Affine Plane of Order 4 Picture?

Start with a finite field of order $4$:

$$\begin{array}{c|cc} + & 0 & 1 & a & a+1 \\\hline 0 & 0 & 1 & a & a+1 \\ 1 & 1 & 0 & a+1 & a \\ a & a & a+1 & 0 & 1 \\ a+1 & a+1 & a & 1 & 0 \end{array}\qquad \begin{array}{c|cc} \times & 0 & 1 & a & a+1 \\\hline 0 & 0 & 0 & 0 & 0 \\ 1 & 0 & 1 & a & a+1 \\ a & 0 & a & a+1 & 1 \\ a+1 & 0 & a+1 & 1 & a \end{array}$$

Now you can draw the points as a $4\times4$ grid using these elements as $x$ and $y$ coordinate.

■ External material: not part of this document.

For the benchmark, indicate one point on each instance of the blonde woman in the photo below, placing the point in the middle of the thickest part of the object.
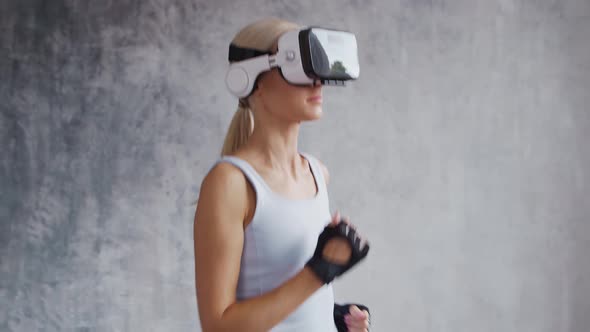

That's the $n^2$ points you'd expect from an affine plane of order $n$. You can also draw lines of constant $x$ coordinate (i.e. vertical lines), and non-vertical lines with equations $y=tx+u$ where $t$ and $u$ are again elements from your field. This is $n+n^2$ lines, as expected.

It doesn't really matter how you draw the lines, as long as the points on each line come from the same equation. If the lines you draw intersect in points besides the 16 points in the plane, that simply doesn't count as an intersection. So one possible illustration would be this:

Affine plane illustration

Here I've drawn lines of the same “slope” (i.e. same parameter $t$) in the same color. Cyan is $t=0$, navy blue is $t=1$, magenta is $t=a$ and dark green is $t=a+1$. The bright green lines are vertical, $t=\infty$ if you will.


Affine plane of order 4

In this picture, opposite red points are the same. For example, the vertical line appears to contain 5 points, but the 2 red points are the same, so it just contains 4 points.